Where we dug . . . and what we found there

The Greyfriars Project had a series of five progressive research objectives:

  1. Find the remains of the Franciscan friary.
  2. Identify clues to the position/orientation of the buildings.
  3. Within the friary, locate the church.
  4. Within the church, locate the choir.
  5. Within the choir, locate the mortal remains of Richard III.

Objective 1 was a reasonable expectation; 2 was a probability; 3 was a possibility, 4 was an outside chance; 5 was not seriously considered possible.

March 2011

Philippa Langley of the Richard III Society commissions ULAS (University of Leicester Archaeological Services) to conduct a desk-based assessment of the Greyfriars area, using old maps and documents to trace the development and use of the land. This identifies two potential areas for excavation: the Leicester City Council Social Services staff car park and the adjacent playground of the former Alderman Newton’s School. A third area, a public car park on New Street, is also potentially available.

1741 - Thomas Roberts Map Modern OS Map Car Parks

1741 - Thomas Roberts Modern Ordnance Survey Map Car Parks
Lead archaeologist Richard Buckley of University of Leicester Archaeological Services explains the background to the Greyfriars dig.

August 2011

  • Before digging begins, a ground penetrating radar survey (GPR) is carried out in the car park.
    Before digging begins, a ground penetrating radar survey (GPR) is carried out in the car park

A ground-penetrating radar (GPR) survey of the three areas reveals modern utilities such as water and gas mains, plus a number of ambiguous shapes. A layer of demolition-related rubble underneath the asphalt is probably disguising archaeological features. A ‘Written Scheme of Investigation’ is produced by Richard Buckley of ULAS with details of the size and position of two trial trenches to be excavated in the Social Services car park and a third in reserve to be opened in the playground.

Friday 24 August 2012

  • A road cutter is used to cut through the asphalt of the car park.
    A road cutter is used to cut through the asphalt of the car park.
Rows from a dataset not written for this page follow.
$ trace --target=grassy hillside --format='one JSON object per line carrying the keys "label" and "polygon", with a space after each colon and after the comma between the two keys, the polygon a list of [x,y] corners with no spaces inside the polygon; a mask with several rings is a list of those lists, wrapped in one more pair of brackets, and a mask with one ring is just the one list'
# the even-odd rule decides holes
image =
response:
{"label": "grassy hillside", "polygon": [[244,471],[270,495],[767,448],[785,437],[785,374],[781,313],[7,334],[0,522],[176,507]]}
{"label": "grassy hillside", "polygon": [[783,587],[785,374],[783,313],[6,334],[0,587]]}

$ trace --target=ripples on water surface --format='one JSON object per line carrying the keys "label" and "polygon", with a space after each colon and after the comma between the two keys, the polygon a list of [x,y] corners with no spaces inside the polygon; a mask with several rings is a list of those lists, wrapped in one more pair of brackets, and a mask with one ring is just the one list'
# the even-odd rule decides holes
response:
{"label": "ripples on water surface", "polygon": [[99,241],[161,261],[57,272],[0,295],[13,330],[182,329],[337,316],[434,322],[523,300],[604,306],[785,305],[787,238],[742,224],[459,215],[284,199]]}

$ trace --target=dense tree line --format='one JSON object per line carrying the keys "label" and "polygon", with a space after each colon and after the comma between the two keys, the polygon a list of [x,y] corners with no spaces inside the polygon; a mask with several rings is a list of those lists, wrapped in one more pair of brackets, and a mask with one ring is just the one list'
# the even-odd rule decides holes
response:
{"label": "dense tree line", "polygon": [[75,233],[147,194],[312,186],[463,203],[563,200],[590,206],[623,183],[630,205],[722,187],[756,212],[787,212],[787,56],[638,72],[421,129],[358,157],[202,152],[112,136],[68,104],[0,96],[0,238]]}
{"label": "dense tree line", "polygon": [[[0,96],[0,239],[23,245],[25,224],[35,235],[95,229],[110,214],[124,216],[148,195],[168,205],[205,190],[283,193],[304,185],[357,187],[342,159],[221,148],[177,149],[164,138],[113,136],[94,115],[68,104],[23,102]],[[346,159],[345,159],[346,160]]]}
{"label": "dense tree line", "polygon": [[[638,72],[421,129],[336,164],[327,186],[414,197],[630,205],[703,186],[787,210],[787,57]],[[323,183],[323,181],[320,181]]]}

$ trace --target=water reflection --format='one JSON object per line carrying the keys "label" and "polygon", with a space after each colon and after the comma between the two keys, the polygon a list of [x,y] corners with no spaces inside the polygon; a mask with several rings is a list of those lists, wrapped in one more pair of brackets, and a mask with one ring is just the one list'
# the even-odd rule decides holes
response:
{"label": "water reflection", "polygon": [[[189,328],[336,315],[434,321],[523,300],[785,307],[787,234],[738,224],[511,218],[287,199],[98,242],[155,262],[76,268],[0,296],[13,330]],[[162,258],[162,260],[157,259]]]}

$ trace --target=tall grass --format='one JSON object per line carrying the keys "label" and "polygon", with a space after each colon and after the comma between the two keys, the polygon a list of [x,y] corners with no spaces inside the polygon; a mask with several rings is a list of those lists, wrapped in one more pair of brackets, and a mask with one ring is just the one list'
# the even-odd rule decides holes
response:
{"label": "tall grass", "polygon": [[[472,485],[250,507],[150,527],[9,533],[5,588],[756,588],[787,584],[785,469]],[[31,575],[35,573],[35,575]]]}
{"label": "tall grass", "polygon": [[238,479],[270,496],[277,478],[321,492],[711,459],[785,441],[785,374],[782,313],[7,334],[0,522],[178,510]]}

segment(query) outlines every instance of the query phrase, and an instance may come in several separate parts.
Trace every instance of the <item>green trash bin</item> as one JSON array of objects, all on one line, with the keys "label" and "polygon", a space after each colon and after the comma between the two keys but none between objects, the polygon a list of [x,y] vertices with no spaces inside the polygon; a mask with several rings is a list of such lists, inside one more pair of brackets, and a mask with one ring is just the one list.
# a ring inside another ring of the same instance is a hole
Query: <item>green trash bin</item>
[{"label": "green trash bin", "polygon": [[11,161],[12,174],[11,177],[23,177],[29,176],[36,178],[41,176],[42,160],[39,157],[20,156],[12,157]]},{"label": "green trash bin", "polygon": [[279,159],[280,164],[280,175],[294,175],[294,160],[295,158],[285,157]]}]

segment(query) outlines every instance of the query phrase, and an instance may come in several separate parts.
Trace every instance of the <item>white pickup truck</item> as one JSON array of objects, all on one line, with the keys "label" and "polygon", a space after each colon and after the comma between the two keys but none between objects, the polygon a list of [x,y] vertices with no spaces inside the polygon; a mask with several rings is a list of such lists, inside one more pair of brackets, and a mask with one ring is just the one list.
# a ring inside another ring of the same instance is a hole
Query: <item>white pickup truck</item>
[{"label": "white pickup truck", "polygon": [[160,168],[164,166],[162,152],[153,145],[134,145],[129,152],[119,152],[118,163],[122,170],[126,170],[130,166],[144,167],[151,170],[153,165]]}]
The Greyfriars Project, a collaboration between the University of Leicester, Leicester City Council and the Richard III Society, led by Richard Buckley of ULAS, is formally launched with a press conference and media opportunities including medieval re-enactors and a direct descendant of Richard’s sister who has kindly agreed to provide mitochondrial DNA. Site director Mathew Morris and archaeologist Leon Hunt lay out the first two trenches and supervise the cutting of the car park surface with a road cutter.